Enquanto as vendas de leite estão em declínio há anos, e a produção de iogurte dos EUA caiu após o pico em 2014, novos dados mostram o crescimento contínuo de queijos, manteiga e café refrigerado pronto para consumo, iogurtes líquidos e bebidas proteicas com produtos lácteos, sugerindo que o crescente interesse por bebidas vegetais não levou a uma fuga em massa dos consumidores de lácteos, mas que os hábitos de consumo estão a mudar.

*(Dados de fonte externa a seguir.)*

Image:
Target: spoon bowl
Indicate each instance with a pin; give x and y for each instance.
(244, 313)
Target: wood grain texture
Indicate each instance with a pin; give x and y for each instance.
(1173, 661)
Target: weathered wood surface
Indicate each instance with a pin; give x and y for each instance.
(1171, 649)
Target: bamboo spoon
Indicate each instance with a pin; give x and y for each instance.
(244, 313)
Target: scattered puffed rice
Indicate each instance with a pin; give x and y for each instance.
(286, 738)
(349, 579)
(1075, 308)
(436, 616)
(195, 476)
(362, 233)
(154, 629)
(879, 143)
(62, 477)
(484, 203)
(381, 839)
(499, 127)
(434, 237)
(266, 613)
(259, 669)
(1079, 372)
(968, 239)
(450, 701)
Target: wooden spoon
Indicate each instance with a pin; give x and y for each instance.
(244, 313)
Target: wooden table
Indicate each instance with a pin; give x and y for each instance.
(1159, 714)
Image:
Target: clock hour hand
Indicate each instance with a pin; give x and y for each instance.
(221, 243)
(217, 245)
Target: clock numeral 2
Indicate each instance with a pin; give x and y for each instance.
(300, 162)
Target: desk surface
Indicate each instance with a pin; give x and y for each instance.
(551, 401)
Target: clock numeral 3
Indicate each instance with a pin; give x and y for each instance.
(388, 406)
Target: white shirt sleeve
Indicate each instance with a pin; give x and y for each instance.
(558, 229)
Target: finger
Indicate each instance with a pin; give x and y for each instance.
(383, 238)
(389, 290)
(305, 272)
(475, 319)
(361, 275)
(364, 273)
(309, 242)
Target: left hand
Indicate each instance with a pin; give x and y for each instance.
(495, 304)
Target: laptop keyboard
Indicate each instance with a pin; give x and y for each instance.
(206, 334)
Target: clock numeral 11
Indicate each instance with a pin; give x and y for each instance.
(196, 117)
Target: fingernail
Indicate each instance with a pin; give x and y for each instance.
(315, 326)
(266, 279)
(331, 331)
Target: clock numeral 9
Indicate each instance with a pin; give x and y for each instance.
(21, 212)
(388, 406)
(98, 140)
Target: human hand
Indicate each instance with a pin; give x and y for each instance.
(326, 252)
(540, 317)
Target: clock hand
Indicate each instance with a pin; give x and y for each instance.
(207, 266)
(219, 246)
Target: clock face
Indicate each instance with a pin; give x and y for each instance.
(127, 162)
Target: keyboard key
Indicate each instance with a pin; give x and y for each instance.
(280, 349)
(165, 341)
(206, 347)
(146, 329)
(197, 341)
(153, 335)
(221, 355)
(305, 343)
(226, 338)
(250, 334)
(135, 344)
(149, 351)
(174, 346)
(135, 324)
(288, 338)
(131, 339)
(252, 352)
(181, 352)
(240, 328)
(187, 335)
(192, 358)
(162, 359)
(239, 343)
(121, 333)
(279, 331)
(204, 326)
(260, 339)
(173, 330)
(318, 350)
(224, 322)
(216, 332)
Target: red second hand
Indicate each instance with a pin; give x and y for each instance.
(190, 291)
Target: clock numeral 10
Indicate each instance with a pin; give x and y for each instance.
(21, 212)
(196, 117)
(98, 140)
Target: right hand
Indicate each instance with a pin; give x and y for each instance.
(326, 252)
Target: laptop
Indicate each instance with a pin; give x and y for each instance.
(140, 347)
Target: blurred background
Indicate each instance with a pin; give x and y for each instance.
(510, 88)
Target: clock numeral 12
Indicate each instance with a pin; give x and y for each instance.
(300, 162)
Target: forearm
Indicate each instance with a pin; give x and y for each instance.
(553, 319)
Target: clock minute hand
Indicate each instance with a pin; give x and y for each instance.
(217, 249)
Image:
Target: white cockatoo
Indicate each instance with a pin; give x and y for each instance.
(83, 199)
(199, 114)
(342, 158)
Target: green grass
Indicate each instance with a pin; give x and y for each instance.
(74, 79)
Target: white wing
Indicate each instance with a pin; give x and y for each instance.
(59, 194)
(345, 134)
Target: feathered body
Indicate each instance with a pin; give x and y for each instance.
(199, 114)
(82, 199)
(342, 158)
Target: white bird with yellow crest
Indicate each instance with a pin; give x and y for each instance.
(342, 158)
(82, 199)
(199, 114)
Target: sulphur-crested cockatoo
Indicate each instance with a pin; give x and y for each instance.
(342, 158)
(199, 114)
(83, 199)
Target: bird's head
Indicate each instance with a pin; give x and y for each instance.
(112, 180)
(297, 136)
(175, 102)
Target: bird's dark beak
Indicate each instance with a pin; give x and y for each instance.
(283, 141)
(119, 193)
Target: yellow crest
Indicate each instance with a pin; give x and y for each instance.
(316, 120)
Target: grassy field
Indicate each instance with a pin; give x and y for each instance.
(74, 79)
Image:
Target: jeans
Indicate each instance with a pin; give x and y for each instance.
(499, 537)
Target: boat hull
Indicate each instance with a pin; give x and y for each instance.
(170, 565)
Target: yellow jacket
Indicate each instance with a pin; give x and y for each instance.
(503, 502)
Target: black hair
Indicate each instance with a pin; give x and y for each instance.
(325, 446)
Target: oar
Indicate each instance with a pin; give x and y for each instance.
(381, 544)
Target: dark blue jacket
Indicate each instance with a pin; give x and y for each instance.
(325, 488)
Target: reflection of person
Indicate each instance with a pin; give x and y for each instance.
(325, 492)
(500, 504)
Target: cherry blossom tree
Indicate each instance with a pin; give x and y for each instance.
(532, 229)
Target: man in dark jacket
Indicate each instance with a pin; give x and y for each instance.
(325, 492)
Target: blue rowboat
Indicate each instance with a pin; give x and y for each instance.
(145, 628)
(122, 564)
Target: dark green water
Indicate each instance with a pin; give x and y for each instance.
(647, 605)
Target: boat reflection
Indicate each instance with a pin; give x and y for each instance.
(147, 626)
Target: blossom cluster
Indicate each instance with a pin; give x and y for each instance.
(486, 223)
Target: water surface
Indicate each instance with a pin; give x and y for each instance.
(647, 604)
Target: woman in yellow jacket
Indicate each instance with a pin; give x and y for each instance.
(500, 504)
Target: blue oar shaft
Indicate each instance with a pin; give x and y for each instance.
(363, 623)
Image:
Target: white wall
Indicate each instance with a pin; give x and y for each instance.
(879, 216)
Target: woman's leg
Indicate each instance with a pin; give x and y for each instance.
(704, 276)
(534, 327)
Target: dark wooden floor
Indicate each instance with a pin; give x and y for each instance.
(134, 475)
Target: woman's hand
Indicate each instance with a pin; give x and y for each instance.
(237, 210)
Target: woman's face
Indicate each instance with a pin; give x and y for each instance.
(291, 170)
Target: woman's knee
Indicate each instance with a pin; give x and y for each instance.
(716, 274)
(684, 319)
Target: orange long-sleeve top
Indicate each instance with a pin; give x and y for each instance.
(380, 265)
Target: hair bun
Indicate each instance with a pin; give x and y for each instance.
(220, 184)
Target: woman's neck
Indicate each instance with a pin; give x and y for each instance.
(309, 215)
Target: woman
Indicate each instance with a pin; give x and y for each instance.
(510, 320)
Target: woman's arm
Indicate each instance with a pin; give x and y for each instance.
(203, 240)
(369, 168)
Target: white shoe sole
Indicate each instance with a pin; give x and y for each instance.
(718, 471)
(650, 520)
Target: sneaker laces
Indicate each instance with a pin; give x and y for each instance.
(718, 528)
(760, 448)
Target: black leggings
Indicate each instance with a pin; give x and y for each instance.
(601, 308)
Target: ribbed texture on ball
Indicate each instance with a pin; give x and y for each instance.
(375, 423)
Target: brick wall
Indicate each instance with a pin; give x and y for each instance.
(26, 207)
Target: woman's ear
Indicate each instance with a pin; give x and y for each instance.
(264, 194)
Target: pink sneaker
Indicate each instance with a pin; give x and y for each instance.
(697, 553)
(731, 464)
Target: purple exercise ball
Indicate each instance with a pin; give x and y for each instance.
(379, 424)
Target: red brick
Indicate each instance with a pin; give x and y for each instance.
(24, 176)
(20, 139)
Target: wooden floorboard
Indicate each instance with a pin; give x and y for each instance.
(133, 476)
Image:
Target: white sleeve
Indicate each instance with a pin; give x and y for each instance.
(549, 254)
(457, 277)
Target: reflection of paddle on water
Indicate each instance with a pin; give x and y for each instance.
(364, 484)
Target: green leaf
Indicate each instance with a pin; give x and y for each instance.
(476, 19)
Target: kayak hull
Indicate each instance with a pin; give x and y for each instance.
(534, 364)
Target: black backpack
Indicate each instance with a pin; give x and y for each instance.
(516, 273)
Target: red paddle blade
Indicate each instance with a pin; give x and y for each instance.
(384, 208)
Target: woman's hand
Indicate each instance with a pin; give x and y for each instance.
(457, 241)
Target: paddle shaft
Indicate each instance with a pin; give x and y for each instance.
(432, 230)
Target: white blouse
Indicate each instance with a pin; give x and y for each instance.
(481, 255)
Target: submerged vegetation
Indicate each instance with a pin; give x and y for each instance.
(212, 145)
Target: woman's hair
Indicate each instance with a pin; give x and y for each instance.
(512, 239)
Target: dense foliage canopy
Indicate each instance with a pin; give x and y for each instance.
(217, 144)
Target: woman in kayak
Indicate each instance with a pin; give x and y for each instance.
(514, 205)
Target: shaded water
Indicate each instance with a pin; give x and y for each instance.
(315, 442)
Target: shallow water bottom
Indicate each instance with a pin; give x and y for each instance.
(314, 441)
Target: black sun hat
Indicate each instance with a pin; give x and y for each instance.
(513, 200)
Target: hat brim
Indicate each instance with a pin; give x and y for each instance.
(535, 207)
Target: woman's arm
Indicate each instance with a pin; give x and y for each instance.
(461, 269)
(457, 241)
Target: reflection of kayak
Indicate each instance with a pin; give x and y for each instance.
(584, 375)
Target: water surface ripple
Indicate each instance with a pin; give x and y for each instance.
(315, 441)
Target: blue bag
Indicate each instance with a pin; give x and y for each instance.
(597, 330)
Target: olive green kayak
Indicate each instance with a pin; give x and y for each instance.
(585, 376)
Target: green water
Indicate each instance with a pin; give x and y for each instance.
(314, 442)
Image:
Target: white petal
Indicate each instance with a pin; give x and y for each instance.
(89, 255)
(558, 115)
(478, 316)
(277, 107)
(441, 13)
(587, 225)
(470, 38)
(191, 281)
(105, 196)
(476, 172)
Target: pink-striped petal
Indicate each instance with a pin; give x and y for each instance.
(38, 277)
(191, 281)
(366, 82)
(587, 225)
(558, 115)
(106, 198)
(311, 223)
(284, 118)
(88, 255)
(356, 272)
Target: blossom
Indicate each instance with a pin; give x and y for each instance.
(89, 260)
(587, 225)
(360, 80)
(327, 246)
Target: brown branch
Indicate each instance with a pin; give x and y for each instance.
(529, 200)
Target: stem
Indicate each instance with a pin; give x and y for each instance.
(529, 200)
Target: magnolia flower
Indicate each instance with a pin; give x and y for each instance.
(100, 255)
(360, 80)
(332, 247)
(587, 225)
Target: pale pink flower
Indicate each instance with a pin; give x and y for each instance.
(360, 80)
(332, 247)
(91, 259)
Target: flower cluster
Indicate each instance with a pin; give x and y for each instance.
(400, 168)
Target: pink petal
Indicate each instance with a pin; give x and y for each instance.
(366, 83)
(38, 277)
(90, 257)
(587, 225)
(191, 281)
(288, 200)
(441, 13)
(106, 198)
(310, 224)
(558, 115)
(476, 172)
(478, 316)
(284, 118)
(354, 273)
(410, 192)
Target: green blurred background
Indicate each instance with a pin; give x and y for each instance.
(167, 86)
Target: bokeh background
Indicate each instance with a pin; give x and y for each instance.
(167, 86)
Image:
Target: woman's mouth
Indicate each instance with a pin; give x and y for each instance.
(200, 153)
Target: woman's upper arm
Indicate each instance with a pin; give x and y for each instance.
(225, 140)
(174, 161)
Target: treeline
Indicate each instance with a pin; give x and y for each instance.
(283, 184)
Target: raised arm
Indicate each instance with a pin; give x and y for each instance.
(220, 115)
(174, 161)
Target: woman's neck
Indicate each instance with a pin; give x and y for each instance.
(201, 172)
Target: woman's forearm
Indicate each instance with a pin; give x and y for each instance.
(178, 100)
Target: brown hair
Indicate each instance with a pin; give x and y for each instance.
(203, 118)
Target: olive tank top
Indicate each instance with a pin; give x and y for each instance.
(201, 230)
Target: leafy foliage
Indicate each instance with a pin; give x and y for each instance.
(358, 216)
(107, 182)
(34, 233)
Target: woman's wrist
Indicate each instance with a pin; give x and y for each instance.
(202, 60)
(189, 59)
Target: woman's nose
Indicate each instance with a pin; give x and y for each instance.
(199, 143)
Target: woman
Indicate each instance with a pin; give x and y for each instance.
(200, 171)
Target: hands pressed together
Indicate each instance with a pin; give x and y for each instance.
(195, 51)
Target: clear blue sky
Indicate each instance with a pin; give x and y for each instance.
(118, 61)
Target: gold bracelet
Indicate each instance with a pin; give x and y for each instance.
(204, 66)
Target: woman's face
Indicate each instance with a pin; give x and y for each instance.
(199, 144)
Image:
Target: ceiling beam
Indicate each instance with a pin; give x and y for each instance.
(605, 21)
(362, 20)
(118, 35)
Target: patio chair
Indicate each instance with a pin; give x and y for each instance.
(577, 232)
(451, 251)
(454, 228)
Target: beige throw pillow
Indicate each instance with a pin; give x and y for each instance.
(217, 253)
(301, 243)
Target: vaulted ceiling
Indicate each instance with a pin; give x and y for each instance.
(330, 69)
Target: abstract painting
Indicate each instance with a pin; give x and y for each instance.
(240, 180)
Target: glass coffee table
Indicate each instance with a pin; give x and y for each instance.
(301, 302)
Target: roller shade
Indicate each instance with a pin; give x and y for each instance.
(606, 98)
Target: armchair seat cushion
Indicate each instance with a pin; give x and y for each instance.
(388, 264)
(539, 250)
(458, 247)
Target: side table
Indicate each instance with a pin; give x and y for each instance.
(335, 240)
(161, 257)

De acordo com dados do IRI para o ano civil de 2017, as vendas nos EUA de leite branco caíram 2,4%, enquanto as vendas de alternativas vegetais subiram 4%. No entanto, as vendas de leite aromatizado cresceram 1,8%, as vendas de leite sem lactose aumentaram 13,6%, as vendas de iogurtes subiram 19,2% e as vendas de café refrigerado pronto para consumo - que muitas vezes é misturado com leite - aumentaram 22,8%.

"De manhã, as pessoas deixam de colocar leite em cereais, mas utilizam o leite de diferentes maneiras", disse Paul Ziemnisky, vice-presidente executivo de parcerias globais de inovação da Dairy Management, uma organização financiada pelos produtores de leite dos Estados Unidos e importadores e responsável pelo direcionamento do consumo.

“Talvez utilizem iogurte grego com granola, latte da Starbucks ou Dunkin Donuts com 70-80% de leite, ou um frappé do McDonalds McCafé, ou um leite com proteína de chocolate ou morango.

"Os consumidores pensam que o leite é uma fonte de cálcio, mas há uma grande oportunidade para a indústria lembrá-los sobre a proteína de alta qualidade.

Ele acrescentou: "precisamos de ser mais incisivos em relação ao sabor e função. Há uma grande oportunidade de sabor no leite de vaca. Se se olhar para as bebidas à base de vegetais, 47% delas são com sabor, com a baunilha sendo o sabor # 1.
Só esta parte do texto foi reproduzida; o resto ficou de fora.